Just as she lifted herself over the wall, fingers gripping the edge— A pale hand shot from the shadows and seized her wrist.
In a blur of movement, she was yanked backward—hard—until her body collided with the cold stone of the mansion. Marlon pinned her there, one arm across her chest, the other cupping her face with terrifying gentleness.
"You're not leaving me," he whispered, voice like velvet soaked in poison. "Not in this life... not in the next."
She fought. Of course she did. Her nails scratched at his sleeves, her breath sharp with panic. She shook her head, whispering his name like a curse, like a plea—anything to get away.
Marlon didn't flinch.
His crimson eyes locked with hers, glowing softly as a pulse of power spread through the air—thick, inescapable. His thumb brushed her cheek tenderly, and then...
Her mind slipped.
The terror vanished from her gaze. Her limbs grew weak. Her lips parted slightly in confusion.

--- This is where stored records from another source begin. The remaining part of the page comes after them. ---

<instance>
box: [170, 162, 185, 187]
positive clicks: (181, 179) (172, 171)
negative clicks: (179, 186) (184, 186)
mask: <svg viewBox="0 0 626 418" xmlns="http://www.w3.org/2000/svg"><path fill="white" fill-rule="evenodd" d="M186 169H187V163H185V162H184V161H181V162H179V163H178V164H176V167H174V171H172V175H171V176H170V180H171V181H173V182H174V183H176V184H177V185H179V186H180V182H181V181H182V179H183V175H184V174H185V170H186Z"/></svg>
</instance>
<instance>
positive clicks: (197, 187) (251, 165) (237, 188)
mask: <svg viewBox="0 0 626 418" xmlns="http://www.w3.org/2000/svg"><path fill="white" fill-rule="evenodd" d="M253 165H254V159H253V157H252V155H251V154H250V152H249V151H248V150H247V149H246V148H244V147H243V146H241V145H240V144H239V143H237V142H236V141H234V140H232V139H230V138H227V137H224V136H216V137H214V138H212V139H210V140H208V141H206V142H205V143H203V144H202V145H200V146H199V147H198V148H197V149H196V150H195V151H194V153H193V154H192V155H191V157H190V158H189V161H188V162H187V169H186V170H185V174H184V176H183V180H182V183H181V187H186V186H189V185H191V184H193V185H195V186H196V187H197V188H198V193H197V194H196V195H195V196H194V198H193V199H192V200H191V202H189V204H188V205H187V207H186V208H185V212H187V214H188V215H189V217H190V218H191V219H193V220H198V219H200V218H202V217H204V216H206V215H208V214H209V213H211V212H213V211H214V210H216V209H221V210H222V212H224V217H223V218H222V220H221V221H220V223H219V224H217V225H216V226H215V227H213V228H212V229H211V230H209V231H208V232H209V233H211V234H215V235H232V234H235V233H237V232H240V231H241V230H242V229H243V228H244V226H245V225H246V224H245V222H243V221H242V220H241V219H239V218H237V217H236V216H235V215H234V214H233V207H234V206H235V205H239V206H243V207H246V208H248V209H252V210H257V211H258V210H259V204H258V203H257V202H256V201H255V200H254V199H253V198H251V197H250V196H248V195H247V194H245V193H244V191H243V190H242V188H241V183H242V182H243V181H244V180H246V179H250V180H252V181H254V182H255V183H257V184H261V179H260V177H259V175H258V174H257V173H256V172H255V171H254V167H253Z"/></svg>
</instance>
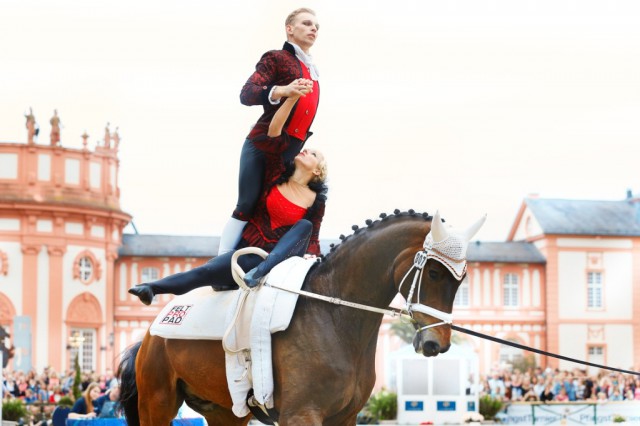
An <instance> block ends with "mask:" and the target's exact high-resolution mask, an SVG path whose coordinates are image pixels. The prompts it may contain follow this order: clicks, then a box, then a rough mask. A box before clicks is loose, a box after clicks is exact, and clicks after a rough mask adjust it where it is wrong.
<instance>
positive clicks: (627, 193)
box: [626, 189, 640, 224]
mask: <svg viewBox="0 0 640 426" xmlns="http://www.w3.org/2000/svg"><path fill="white" fill-rule="evenodd" d="M626 201H627V202H628V203H629V204H631V205H633V207H634V209H635V211H636V222H637V223H638V224H640V194H638V195H636V196H634V195H633V192H632V191H631V190H630V189H627V200H626Z"/></svg>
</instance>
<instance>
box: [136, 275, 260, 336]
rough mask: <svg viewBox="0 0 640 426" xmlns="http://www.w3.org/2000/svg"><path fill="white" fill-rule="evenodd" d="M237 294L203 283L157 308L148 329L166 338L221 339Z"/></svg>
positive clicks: (239, 293)
mask: <svg viewBox="0 0 640 426" xmlns="http://www.w3.org/2000/svg"><path fill="white" fill-rule="evenodd" d="M239 295H240V291H237V290H235V291H213V289H212V288H211V287H210V286H206V287H200V288H197V289H195V290H193V291H190V292H189V293H187V294H183V295H181V296H176V297H175V298H174V299H173V300H172V301H171V302H169V303H168V304H167V305H166V306H165V307H164V308H163V309H162V311H160V313H159V314H158V316H157V317H156V319H155V320H154V321H153V324H151V328H150V329H149V332H150V333H151V335H152V336H160V337H164V338H166V339H193V340H201V339H204V340H222V336H223V335H224V332H225V330H226V319H227V311H228V310H229V308H230V307H233V306H235V305H236V302H237V299H238V296H239ZM250 299H251V300H253V298H250ZM247 303H250V301H249V300H247ZM245 312H250V310H249V309H247V310H245Z"/></svg>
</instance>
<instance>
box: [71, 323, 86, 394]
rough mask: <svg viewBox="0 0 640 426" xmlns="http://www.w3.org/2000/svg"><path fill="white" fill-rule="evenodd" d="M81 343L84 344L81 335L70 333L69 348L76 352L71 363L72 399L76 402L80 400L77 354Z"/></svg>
mask: <svg viewBox="0 0 640 426" xmlns="http://www.w3.org/2000/svg"><path fill="white" fill-rule="evenodd" d="M83 342H84V337H83V336H82V334H80V332H79V331H74V332H73V333H71V336H70V337H69V346H70V347H71V348H75V350H76V356H75V360H74V363H73V367H74V370H75V373H76V374H75V377H74V379H73V388H72V393H73V397H74V398H75V399H76V400H77V399H78V398H80V395H81V391H80V383H82V376H81V372H80V363H79V361H78V354H79V353H80V346H82V343H83Z"/></svg>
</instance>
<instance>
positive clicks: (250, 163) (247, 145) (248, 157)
mask: <svg viewBox="0 0 640 426" xmlns="http://www.w3.org/2000/svg"><path fill="white" fill-rule="evenodd" d="M289 140H290V141H291V142H292V143H291V144H290V146H289V147H288V148H287V149H286V150H285V151H284V152H283V153H282V154H281V155H282V159H283V161H284V162H285V164H286V163H287V162H289V161H292V160H293V159H294V158H295V156H296V155H298V153H299V152H300V150H301V149H302V146H303V145H304V142H302V141H300V140H298V139H295V138H289ZM264 168H265V156H264V152H263V151H261V150H259V149H258V148H256V147H255V145H254V144H253V142H251V140H249V139H246V140H245V141H244V145H242V151H241V153H240V176H239V179H238V203H237V204H236V209H235V210H234V211H233V214H232V215H231V216H232V217H234V218H236V219H238V220H243V221H247V220H249V219H250V218H251V216H252V215H253V210H254V208H255V206H256V203H257V202H258V199H259V198H260V192H261V191H262V184H263V183H264V172H265V170H264Z"/></svg>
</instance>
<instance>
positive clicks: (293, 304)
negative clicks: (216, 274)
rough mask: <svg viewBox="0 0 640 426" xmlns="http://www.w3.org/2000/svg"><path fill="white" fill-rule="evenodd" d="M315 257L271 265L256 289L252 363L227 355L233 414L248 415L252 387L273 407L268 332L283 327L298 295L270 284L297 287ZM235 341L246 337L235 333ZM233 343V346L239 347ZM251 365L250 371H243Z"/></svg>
mask: <svg viewBox="0 0 640 426" xmlns="http://www.w3.org/2000/svg"><path fill="white" fill-rule="evenodd" d="M314 263H316V260H315V259H313V260H312V259H309V260H305V259H303V258H301V257H292V258H289V259H287V260H286V261H284V262H282V263H281V264H279V265H278V266H277V267H275V268H273V270H272V271H271V273H270V274H269V277H268V279H267V284H265V285H264V286H262V288H261V289H260V291H259V292H258V300H257V301H256V303H255V307H254V312H253V317H252V320H251V332H250V345H249V346H250V348H251V362H250V363H247V362H246V360H245V358H244V357H243V356H242V355H231V354H227V355H226V359H227V382H228V383H229V392H230V394H231V399H232V400H233V413H234V414H235V415H236V416H238V417H244V416H246V415H247V414H249V407H247V404H246V397H247V392H248V391H249V389H251V388H253V390H254V394H255V396H256V399H257V400H258V401H259V402H260V403H262V404H264V405H266V406H268V407H273V389H274V383H273V368H272V366H273V363H272V359H271V334H272V333H275V332H277V331H282V330H285V329H286V328H287V327H288V326H289V323H290V322H291V318H292V317H293V311H294V309H295V306H296V303H297V301H298V294H296V293H290V292H287V291H283V290H277V289H275V288H272V287H270V285H277V286H278V287H283V288H287V289H290V290H294V291H297V290H300V288H301V287H302V283H303V282H304V278H305V277H306V275H307V273H308V272H309V269H310V268H311V267H312V266H313V265H314ZM235 337H236V338H237V341H236V342H239V341H244V338H245V336H242V337H240V336H237V335H236V336H235ZM241 346H242V345H241V344H238V343H236V347H241ZM247 368H250V370H249V373H250V374H244V371H245V369H247Z"/></svg>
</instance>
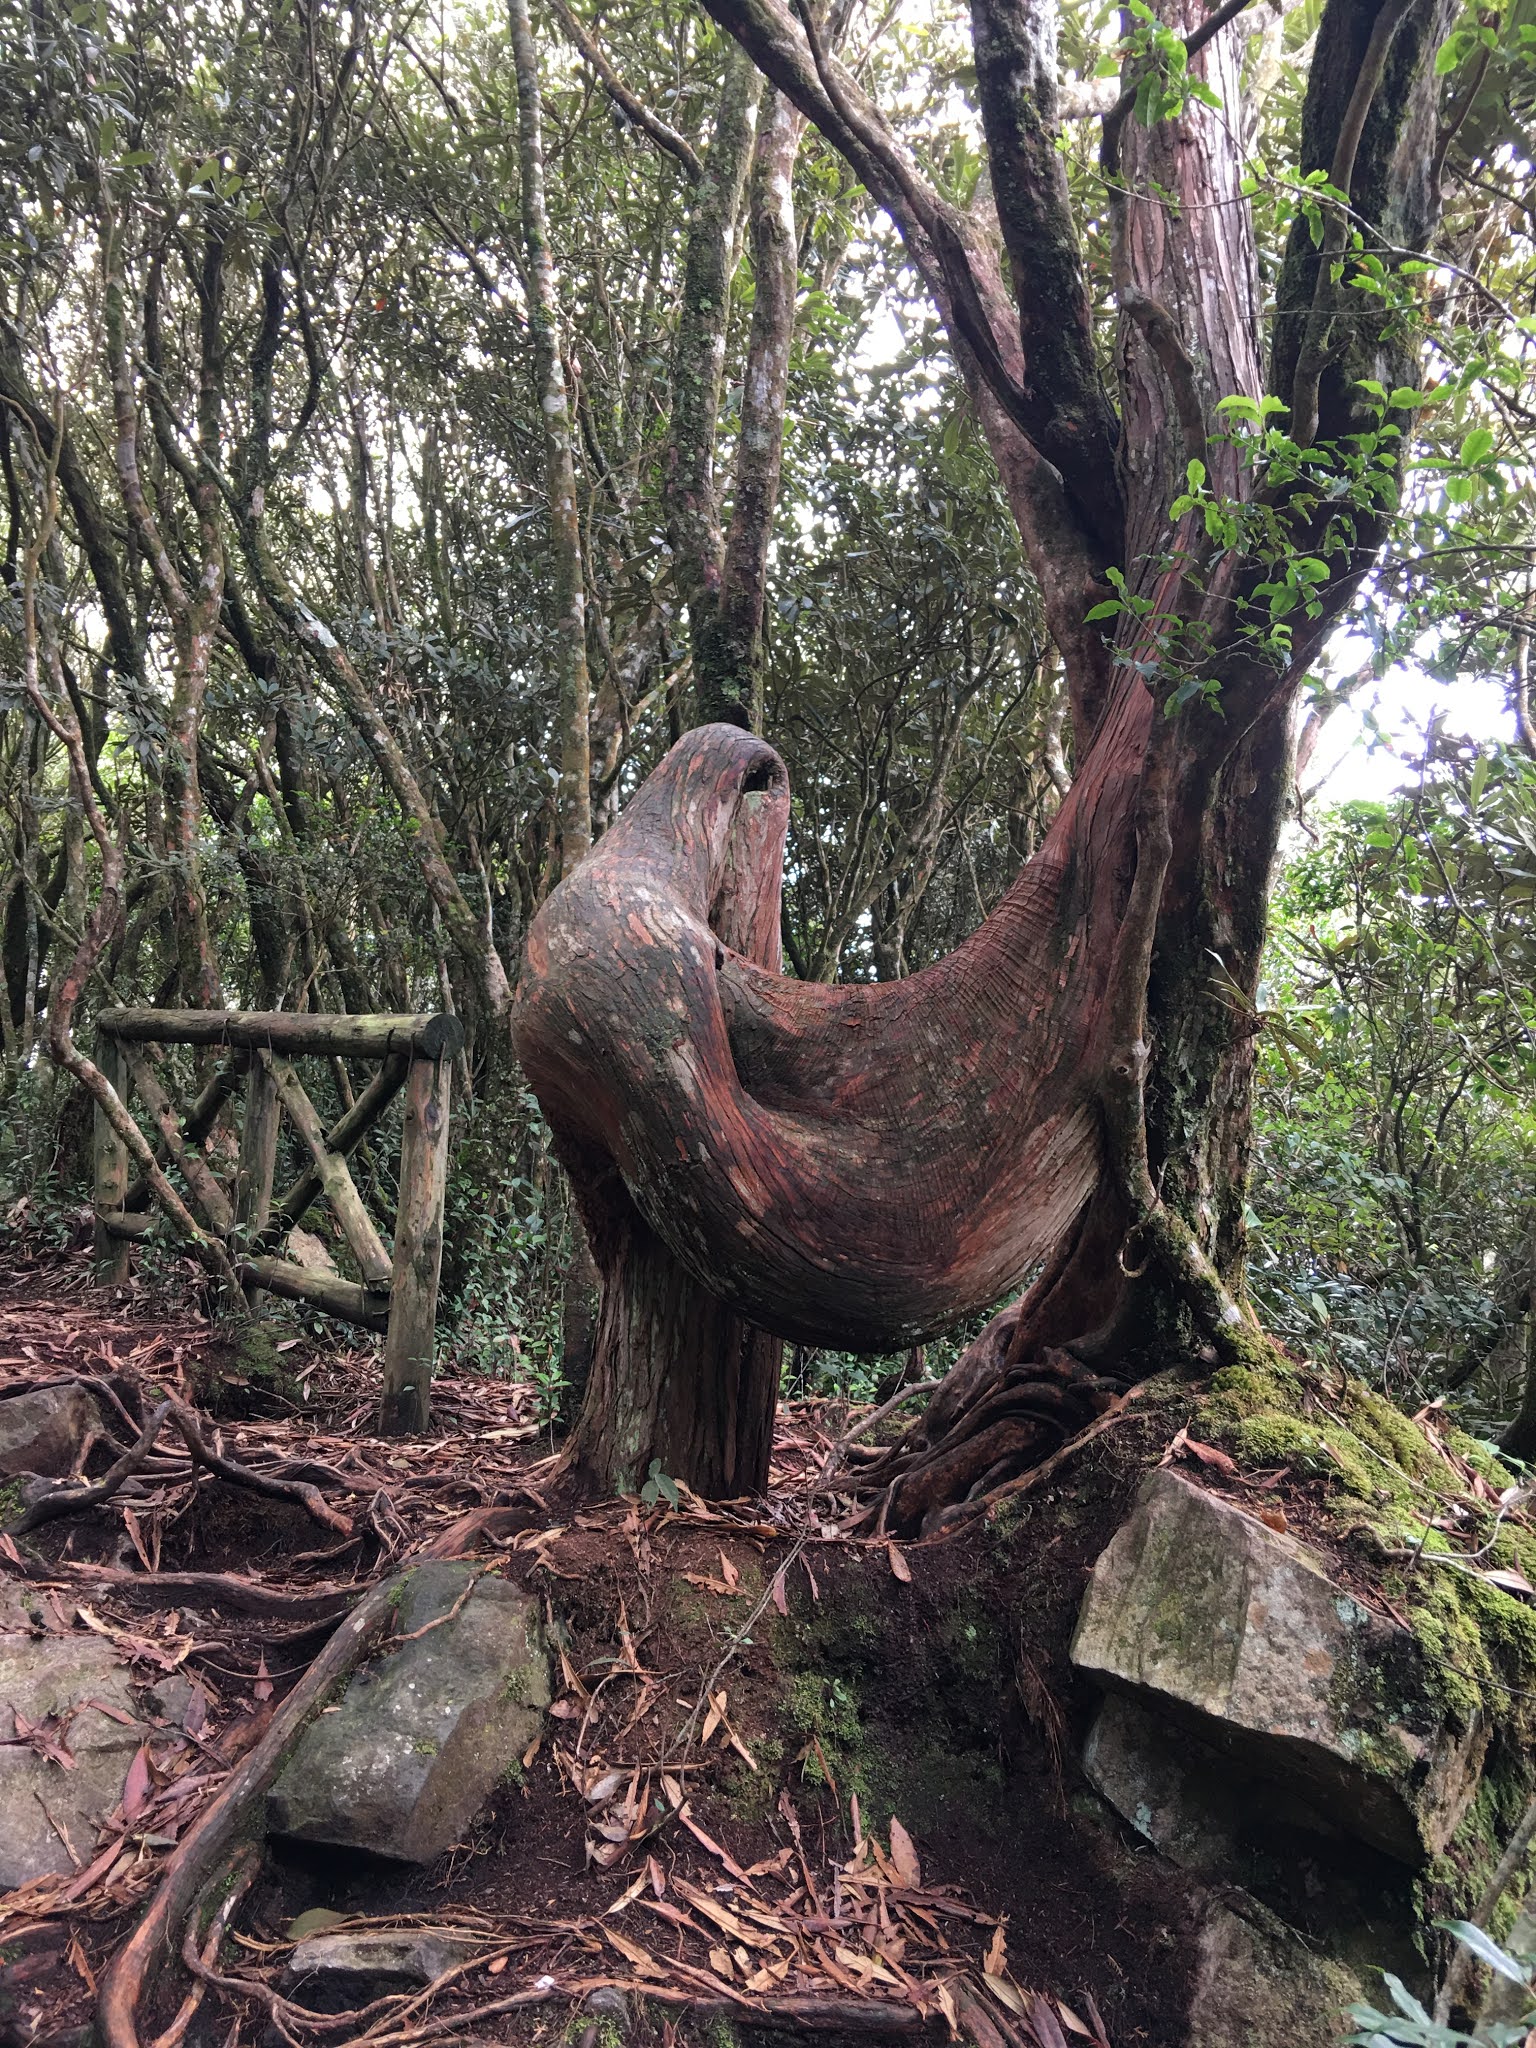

And then she collapsed into his arms, unconscious.
He held her tightly, pressing a kiss to her forehead.
"You always come back to me," he murmured, voice shaking with love and madness. "Even if I have to erase the entire world to keep you here."
Without another word, he lifted her like a broken doll and disappeared into the dark corridors of the mansion—the place she kept trying to escape.
The place she would forget... again.